Interview Part 3, Duration: 23 minutes

  • 1940s, wartime, teenage years.
  • Errol shows Peter his box containing models of war ships and tanks. The ships were carved from wood, complete with guns, cranes, rigging, portholes and crew. There were no kits in those days so Errol made these by referring to published plans in library books like Janes Fighting Ships. Errol made hundreds of them in his teenage years. They included the HMAS Canberra, the HMAS Australia, the HMAS Melbourne, the HMS Ark Royal and the HMS Furious (British aircraft carriers), and the HMS Hood (British battlecruiser).
  • de Havilland Express four-engined biplane – rigging and cables were made from split bamboo, as thin as very fine fuse-wire, carefully attached with Tarzan’s Grip.
  • Handley Page Halifax, British four-engined bomber, camouflaged.
  • A series of army guns, a tank, a couple of searchlights – thumbnail sized, with personnel about 1cm high, carved from wood.
  • Note: the silver Catalina flying boat is a model purchased by Errol, they were very common sight & sound in Rose Bay at the time
  • Errol’s father made him very fine knives from ground & sharpened hacksaw blades, set into wooden handles.
  • Errol’s father did an apprenticeship in boot & shoe making and worked as a manufacturer’s agent. He used public transport as he didn’t own a car. He was in both wars.
  • Another box contains more planes and warships.
  • As there was no radar until the very end of WWII, the Volunteer Air Observers Corps was formed, with members trained to recognise enemy aircraft. It was organised by Sydney Consolidated Press, and Errol was asked to join and make scale models. Artist Lloyd Rees was also involved. They were given the material to make models of every aircraft. One of the VAOC outposts was the penthouse of the Astor Flats in Macquarie Street, Sydney, where they were hung from the ceiling. People were taught there how to recognise enemy aircraft. Towards the end of the war, plastic and metal models became available. The models were 172nd scale (6 feet to the inch) so a fighter plane model was about 6 inches long and a bomber was about a foot.
  • Errol shows Peter a tiny four-engined aircraft (about 3cm long) that he’d originally mounted on a small piece of carved perspex that he also shows him separately. Subsequently, that tiny mount became a sculpture in itself, sans the aircraft.

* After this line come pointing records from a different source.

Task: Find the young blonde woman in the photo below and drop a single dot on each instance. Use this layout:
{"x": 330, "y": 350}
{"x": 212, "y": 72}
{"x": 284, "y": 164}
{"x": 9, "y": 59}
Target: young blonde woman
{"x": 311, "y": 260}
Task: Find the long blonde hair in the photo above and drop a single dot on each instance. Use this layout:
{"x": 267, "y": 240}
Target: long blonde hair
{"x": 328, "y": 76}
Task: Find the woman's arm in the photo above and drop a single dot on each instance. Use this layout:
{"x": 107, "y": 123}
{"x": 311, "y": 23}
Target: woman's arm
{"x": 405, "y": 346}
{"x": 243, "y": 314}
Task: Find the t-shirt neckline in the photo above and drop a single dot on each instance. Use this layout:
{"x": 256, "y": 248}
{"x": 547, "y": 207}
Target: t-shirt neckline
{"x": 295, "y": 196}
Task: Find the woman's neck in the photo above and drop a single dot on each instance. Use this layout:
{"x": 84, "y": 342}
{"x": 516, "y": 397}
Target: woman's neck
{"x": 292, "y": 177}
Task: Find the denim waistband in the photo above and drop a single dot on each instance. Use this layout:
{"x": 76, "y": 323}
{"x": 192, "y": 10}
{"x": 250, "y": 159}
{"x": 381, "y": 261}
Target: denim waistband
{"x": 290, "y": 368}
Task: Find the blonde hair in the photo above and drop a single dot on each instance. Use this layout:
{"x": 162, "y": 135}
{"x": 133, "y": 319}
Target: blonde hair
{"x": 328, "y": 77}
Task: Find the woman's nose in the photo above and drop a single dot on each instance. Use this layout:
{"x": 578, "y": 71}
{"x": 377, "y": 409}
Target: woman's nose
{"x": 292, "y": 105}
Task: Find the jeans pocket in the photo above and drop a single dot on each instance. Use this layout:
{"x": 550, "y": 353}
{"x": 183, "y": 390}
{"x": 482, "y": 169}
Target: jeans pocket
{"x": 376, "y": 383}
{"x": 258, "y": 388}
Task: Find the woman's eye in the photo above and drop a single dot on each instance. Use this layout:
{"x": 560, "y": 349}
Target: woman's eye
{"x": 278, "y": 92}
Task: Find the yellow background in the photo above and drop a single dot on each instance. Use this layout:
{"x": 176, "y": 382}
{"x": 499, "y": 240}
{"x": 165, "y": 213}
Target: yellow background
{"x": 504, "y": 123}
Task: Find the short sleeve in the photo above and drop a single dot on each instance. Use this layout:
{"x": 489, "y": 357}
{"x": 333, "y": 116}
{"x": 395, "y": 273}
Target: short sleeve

  • Errol describes another mount, made of wood, which was slightly bigger (and which he still has). He took it to England and was inspired to make a larger wooden version, about 150-200mm, which he had cast in aluminium by Fitzroy Iron Foundry, and incorporated some cut perspex. Peter comments that its shape is reminiscent of the 1950s ‘Festival of Britain type of shape’.
  • Errol’s very first pure sculpture was carved out of wood, finished and painted to look like aluminium. Like a sculpted mushroom shape, it was small enough that two or three of such would fit into one’s hand. It was made before he went to England and Errol still has it, though it wasn’t to hand to show Peter at the time. It remains unnamed. Later on he developed it into a larger scale. If made in a much larger scale in coloured plastic, it could even have been used as a children’s slippery dip.
  • Errol used to carve animals, birds and fish out of acrylic toothbrush handles. The originals don’t exist anymore, but some of the animals were later cast in silver using the lost wax (or in this case, ‘lost toothbrush handle’) process, and are on a chain belonging to his wife. [Note: Errol’s brother later recalled how Errol would also carve flowers out of toothbrush handles to give to his girlfriends when he was a teenager.]
  • Errol went to England on the SS Strathnaver in 1950. Peter recalls that he came to Australia on the same ship in 1952.
  • Errol returned to Australia on the SS Orcades in 1951 after his father died in April, a four-week trip.
  • To return to England in 1952, Errol got a job as 3rd cook on the Orontes, a six-week trip.
  • Peter recalls how Notting Hill Gate became known in those days as “Kangaroo Valley” as there were so many Australians there.